I shouted. Piper's hand on my arm brought me back to the room.
When I looked down, my hands were shaking, the paper that they clutched fluttering like the wings of a moth.

“What did you see?” Zoe said.

I stood, moving slowly against the weight of the news that held me down.

“They're going to tank them all,” I said. “Sealing the town was only the beginning. They're going to tank everyone in New Hobart.”

“This isn't about New Hobart,” said Piper. “Concentrate on Elsewhere. And the Ark.”

“I can't,” I said. “I could feel it. I could see Elsa, underwater.”

Piper spoke gently. “You must have known it would come to that, ever since they captured the town. They were never going to just release them.”

He was right. The gradual tanking of those who turned themselves in to the refuges was never going to be enough for Zach. The city was already a prison. Soon it would be a ghost town, like the submerged city in the sea beyond the Sunken Shores.

“I know you're worried about your friends there,” Piper said. “But we can't free New Hobart. That would mean open war—a war that we can't win. The only way we can help Elsa and the others is by finding the Ark, or finding Elsewhere. So you need to concentrate. This is bigger than New Hobart.”

“New Hobart,” Xander echoed.

We all turned. I hadn't heard Xander cross the room to stand behind me.

“The soldiers are searching,” he said.

“In New Hobart?” I said.

“New Hobart,” he said again, but it was impossible to know whether it was a confirmation, or just an echo.

“Don't worry,” Piper said. “They were looking for Cass. They didn't find her—she got out.”

I remembered the posters that had been nailed up all over the town, with my face and Kip's sketched on them.

“No,” said Xander. He spoke impatiently, as though we were children, or simpletons. He looked straight at me. “You're not what they're looking for.”

I felt my cheeks flush. “You're right. It wasn't me—or not only me. The Confessor was looking for Kip, most of all.” At the time, I'd failed to realize this—and it had blinded me to Kip's real identity. “But it's finished now. They can't hurt him anymore.”

“It's not finished,” said Xander. He paused, still looking at me, his head cocked to one side. For a few seconds he said nothing. I wanted to grab him, to squeeze the words from him like the last drops of juice from a lemon. He turned back to gaze out the window. “Maze of bones,” he said quietly, and then would say no more.

Ω

That afternoon, while Piper sat with Xander, and Sally packed, Zoe took me outside to practice fighting. She was letting me do more drills with the dagger now, though it felt like she stopped me every few seconds to tell me what I was doing wrong.
Keep your eye on my blade, not yours. Faster. Watch your wrist—block a strike like that and you'll break it. Get on the higher ground—see how it slopes there. You don't want to find yourself fighting uphill.

I could never match Zoe, her blade darting like a lizard's tongue, but the dagger that Piper had given me was beginning to feel like my own, rather than a borrowed weapon. I was used to its weight now, and the angle where its hilt met the blade. Knew how tight to grip the handle to block a strike, and how to loosen my wrist when I wanted to swipe at my opponent.

I saw a movement at the window of the house. It was Xander, his mouth slack on one side, his eyes unfocused. He was gazing right at where we stood, but whatever he was seeing it wasn't us.

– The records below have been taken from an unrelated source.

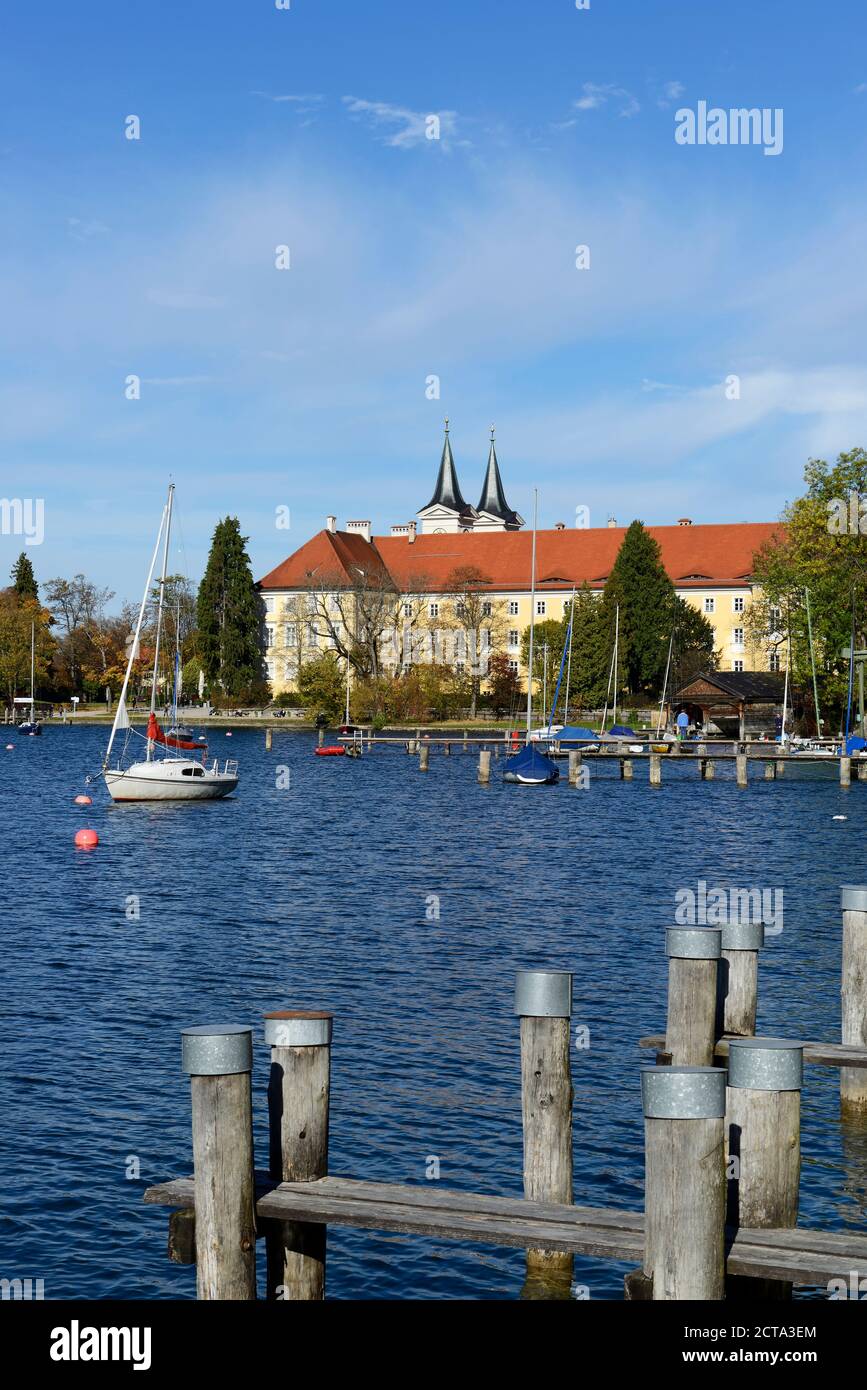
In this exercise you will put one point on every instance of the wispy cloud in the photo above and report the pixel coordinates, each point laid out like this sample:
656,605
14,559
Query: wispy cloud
599,93
671,91
84,230
400,127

Zoe took advantage of my distraction, coming at me faster so that I was driven a few steps back down the slope.

“Concentrate,” she said. “You yielded the higher ground again.”

I nodded, testing my dagger's weight in my hand before circling her again.

The blast came, scorching my sight with flames.

It only lasted a moment, but Zoe slipped past my guard. The tip of her dagger came to rest, very gently, on my chest.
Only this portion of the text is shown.